Spagni amplified the warning by showcasing how AI can generate not just random faces, but entire synthetic personas, complete with realistic ID cards. The implication: AI-generated KYC forgeries may soon be indistinguishable from legitimate submissions, overwhelming systems that rely on manual review or basic image analysis.
As the former maintainer of the privacy-focused cryptocurrency Monero, Spagni’s comments carry weight within the digital asset space. Known for opposing centralized surveillance and promoting anonymous transactions, Spagni has long criticized KYC requirements as vulnerable and ineffective. His latest warning places AI at the center of that vulnerability.
By referencing “fully unhinged” AI models with “no safeguards,” Spagni indicated concern not just about the technology’s capabilities, but also about its accessibility.

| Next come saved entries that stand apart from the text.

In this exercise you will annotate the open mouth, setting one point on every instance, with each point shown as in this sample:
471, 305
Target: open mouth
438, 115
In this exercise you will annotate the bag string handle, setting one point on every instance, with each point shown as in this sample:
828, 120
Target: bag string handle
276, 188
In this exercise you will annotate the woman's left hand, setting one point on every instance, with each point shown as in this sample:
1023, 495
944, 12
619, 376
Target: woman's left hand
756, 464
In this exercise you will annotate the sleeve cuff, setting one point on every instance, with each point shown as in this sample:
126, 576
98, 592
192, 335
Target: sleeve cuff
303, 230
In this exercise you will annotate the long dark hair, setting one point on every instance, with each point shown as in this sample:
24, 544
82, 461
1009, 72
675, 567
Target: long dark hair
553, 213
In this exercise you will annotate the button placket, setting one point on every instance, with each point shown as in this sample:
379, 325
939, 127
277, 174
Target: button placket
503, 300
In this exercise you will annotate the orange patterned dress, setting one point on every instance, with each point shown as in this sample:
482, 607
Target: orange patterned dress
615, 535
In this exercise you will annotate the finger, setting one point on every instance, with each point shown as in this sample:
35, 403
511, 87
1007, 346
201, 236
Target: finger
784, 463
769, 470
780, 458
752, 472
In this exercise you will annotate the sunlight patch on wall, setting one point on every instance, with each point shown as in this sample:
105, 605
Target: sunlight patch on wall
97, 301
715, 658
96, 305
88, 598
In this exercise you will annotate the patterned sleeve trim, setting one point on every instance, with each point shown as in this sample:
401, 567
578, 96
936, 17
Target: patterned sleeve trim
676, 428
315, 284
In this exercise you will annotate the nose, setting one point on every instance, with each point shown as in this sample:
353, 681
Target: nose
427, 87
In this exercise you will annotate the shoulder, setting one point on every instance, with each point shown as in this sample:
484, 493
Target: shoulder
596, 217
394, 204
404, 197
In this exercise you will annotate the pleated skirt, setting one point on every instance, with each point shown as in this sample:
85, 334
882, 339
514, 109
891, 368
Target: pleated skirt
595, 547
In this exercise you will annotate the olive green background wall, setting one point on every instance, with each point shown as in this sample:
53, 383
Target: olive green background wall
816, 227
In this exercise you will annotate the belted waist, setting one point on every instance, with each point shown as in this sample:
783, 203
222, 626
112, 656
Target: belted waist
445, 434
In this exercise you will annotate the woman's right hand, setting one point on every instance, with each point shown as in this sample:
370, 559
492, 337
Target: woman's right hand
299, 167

Open-source development ensures that once such tools are released, they can spread widely with no regulatory oversight or constraints.
The examples shared by both Good of prompt and Spagni highlight a growing technological gap between regulatory compliance demands and available evasion tools. If AI can generate documentation accurate enough to fool KYC systems, platforms may soon be forced to adopt advanced forensic or biometric verification methods.
The prospect of publicly available models generating realistic KYC forgeries raises questions for banks, exchanges, and regulators worldwide. As Spagni noted, the inconsistencies in today’s fakes are narrowing—suggesting a future where machine-generated identities routinely pass for real ones.